Cats are considered aloof, but they are especially effective in helping you cope with the loss of a loved one and acting as a form of social support when you need it most. Like dogs, cats fulfill your need for companionship. In fact, studies have shown that having a cat in the house is the equivalent of having a significant other. Cats require nurturing, and this helps their owners to develop their empathy skills. Cats also help to fight feelings of loneliness, structure your life and can help you cope with and fight depression.

Social Benefits

Unlike dogs, ESA cats don’t need to be walked. They may, of course, need to be taken to the vet, and they’re always open to being a topic of conversation. Another big benefit of ESA cat ownership is that they don’t require the excessive attention that dogs do and can be left in a house for hours alone, perfectly capable of entertaining themselves. This is important for those with busy and active lives or for those who live in large cities.

How to Get an Emotional Support Animal Letter

Choosing an emotional support animal is completely up to you!

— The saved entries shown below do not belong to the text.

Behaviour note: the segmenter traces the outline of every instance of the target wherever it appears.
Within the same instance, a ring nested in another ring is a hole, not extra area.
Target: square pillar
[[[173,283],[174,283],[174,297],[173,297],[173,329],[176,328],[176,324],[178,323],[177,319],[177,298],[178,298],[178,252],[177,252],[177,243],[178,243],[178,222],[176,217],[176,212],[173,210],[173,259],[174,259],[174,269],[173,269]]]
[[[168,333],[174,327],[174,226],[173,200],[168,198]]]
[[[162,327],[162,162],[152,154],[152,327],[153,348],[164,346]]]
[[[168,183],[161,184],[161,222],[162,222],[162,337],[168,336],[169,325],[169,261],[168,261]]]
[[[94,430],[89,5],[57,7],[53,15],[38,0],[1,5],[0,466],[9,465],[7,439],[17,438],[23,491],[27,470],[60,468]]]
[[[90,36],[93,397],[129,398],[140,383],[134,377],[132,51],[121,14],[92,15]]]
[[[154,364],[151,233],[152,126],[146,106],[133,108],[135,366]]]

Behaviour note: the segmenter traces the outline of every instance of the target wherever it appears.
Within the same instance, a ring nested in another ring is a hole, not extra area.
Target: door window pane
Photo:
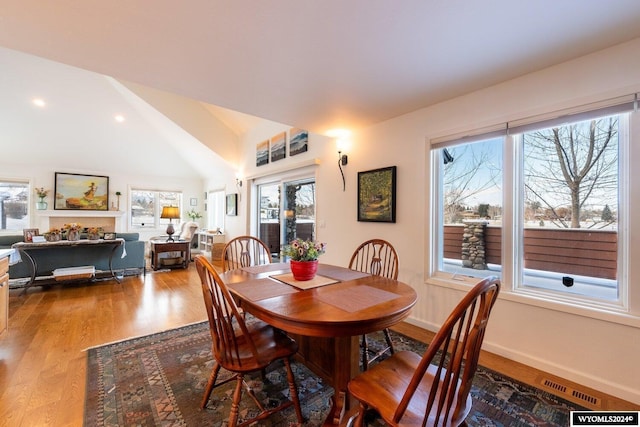
[[[258,186],[258,237],[272,255],[280,256],[280,184]]]
[[[294,239],[315,240],[315,182],[285,182],[284,189],[285,244]]]
[[[282,246],[293,239],[315,240],[316,185],[313,178],[260,184],[258,237],[280,259]]]

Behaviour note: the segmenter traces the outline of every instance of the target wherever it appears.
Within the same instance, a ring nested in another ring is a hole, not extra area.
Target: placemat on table
[[[242,270],[252,274],[267,273],[271,271],[288,271],[289,264],[285,262],[274,262],[271,264],[261,264],[261,265],[253,265],[251,267],[242,267]]]
[[[251,301],[260,301],[267,298],[298,292],[298,289],[269,278],[248,280],[246,282],[230,285],[236,292],[244,295]]]
[[[271,277],[276,280],[280,280],[281,282],[284,282],[288,285],[295,286],[298,289],[313,289],[319,286],[331,285],[332,283],[339,282],[339,280],[321,276],[319,274],[316,274],[316,276],[311,280],[304,281],[294,279],[292,273],[277,274]]]
[[[341,310],[353,313],[354,311],[364,310],[365,308],[400,298],[400,295],[371,286],[361,285],[327,290],[326,292],[319,293],[316,298]]]
[[[363,277],[371,276],[369,273],[363,273],[361,271],[350,270],[348,268],[337,267],[337,266],[328,265],[328,264],[319,264],[318,274],[325,277],[331,277],[332,279],[337,279],[341,282],[346,282],[349,280],[361,279]]]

Of course, if you can’t decide, you could always get both and have the best of both worlds. Most important, in order to get the legal benefits of having an ESA-registered pet, you’ll need an emotional support animal letter. This letter is issued to you on behalf of a licensed mental health professional and states that they recommend the treatment of an ESA for an emotional or mental issue for which you are being treated. With that letter, you’ll be open to the wide range of legal benefits ESA ownership ensures. All you have to do is make that hard choice: Dog or cat?